Julian Moxon/LE Bourget

France is pushing on unilaterally with development of a next-generation family of supersonic attack missiles, despite serious doubts over Germany's commitment to the joint programme.

France has awarded Aerospatiale a Fr1 billion ($200 million) pre-development project, dubbed the VESTA, to demonstrate propulsion and sub-system technologies for the Franco-German Anti- Navaire Nouvelle Generation (ANNG) supersonic ramjet-powered anti-ship missile.

The VESTA initiative was launched at the Euronaval '96 show at Le Bourget, Paris, on 22 October, and is intended to produce the airframe/propulsion baseline for a family of standoff weapons. The first of these will be the ANNG, a replacement for the Exocet and Kormoran anti-ship missiles.

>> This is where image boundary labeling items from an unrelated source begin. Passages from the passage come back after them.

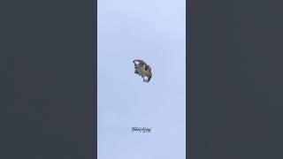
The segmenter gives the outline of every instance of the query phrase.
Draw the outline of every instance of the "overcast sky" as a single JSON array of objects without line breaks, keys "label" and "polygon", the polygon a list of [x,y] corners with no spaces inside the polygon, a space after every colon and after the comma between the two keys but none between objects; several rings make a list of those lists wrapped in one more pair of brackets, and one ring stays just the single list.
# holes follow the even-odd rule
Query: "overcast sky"
[{"label": "overcast sky", "polygon": [[[185,3],[98,0],[98,159],[185,159]],[[151,66],[149,83],[134,59]]]}]

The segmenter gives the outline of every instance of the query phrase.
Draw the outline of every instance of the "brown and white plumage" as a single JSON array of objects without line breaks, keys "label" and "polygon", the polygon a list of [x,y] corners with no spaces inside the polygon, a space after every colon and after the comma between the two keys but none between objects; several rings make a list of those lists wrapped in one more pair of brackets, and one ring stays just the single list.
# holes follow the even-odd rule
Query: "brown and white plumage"
[{"label": "brown and white plumage", "polygon": [[[143,79],[143,82],[149,82],[152,77],[150,66],[141,59],[135,59],[133,61],[133,63],[135,69],[134,73],[142,76]],[[145,77],[147,77],[147,80],[144,79]]]}]

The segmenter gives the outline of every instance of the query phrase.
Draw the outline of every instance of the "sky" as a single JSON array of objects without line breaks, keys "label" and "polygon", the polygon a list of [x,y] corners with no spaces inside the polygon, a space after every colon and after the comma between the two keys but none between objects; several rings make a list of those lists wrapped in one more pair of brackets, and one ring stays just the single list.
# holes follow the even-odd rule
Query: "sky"
[{"label": "sky", "polygon": [[[98,159],[186,158],[185,3],[98,0]],[[151,66],[149,83],[134,59]]]}]

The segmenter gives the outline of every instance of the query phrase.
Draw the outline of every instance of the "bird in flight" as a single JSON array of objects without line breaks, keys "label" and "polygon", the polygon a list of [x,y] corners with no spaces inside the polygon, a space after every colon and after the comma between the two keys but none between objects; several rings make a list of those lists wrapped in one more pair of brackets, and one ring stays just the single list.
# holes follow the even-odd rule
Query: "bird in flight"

The ANNG is the latest iteration of Franco-German attempts, begun in the early 1980s, to develop a supersonic anti-ship missile.

German involvement in the Vesta is limited to just DM17 million ($11 million), mainly for concept validation and installation work. The current memorandum of understanding for the ANNG calls for full go-ahead in 1998 and service entry in 2005, with provision for a 50% German stake.

"The Government remains very committed to this programme," says Peter Niethammer ANNG/Kormoran programme chief for Daimler-Benz Aerospace (DASA) missiles subsidiary LFK. He admits, however, that "it is true to say that the current climate for German defence spending is unstable, to say the least".

The ANNG project could still provide a basis for the faltering industrial tie-up between Aerospatiale and LFK. In the wake of the Matra-British Aerospace missile merger, and the decision that Matra's parent, Lagardere, will be the new owner of Thomson-CSF, DASA is understood to be reviewing its strategy.

Three Vesta launches will be carried out, all from the ground, the first in 2001, with two more the following year. The results will feed into the ANNG development effort, which will see five ship-borne launches. The ANNG missile is 5.8m long, with a diameter of 350mm. The missile will have a range of 185-370km (100-200nm), at Mach 3.

Surface-ship and air-launched variants are envisaged. The missile will have inertial navigation and active-radar seeker and the warhead of the Exocet Mk 2.